Speakers will talk dredging on Gulf coast Friday at MSI


Dredging along the Texas Gulf coast will be the topic at a special public lecture on Friday, Jan. 13, at 4 p.m.

The free talk will take place at the Patton Center Marine Science Education auditorium, 855 E. Cotter Ave.

The speakers are Joshua Lewis and Benn Depp.

Lewis is the Schwartz professor of River and Coastal Studies at Tulane University in New Orleans, Louisiana, where he also serves as the research director of the By- Water Institute. His research is focused on climate adaptation and water management on the Gulf coast, with a particular emphasis on infrastructure planning and the interface of maritime transportation and ecological change, according to a news release from UTMSI.

Depp is a photographer and National Geographic explorer based in New Orleans. Much of his work has centered on environmental issues, and his environmental photography has been funded by the Pulitzer Center for Crisis Reporting, the Midwest Center for Investigative Reporting, the Ford Foundation and the National Geographic Society. The release said, in 2014, Depp began making aerial images by powered paraglider, which allows for hours of exploration, a low flight path and the time-intensive search for surprising compositions.

Their talk will include discussion of the dredging revolution, said the release.

“Shallow estuaries, lagoons, river mouths and deltas from Tampa Bay to Brownsville are being reworked to accommodate larger ships,” the release said. “ Simultaneously, dredging is increasingly being used for coastal protection and climate adaptation projects as flooding risks take on new spatial contours and intensities.
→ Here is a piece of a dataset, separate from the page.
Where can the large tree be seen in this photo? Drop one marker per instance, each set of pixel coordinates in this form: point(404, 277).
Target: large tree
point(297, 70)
Dredging has emerged as a tool to resolve the very problems it can create.”

The two speakers will address:

• How this wave of new dredging projects is playing out in different settings across the Gulf Coast.

• How we might expand research into dredging to move beyond its current highly disciplinary and regulatory centric confines.

Much of their work has been based in Louisiana. They are now looking at the Texas coast.

“It should be a visually appealing lecture since one of the presenters shoots for National Geographic,” said Sally Palmer, communications manager at UTMSI.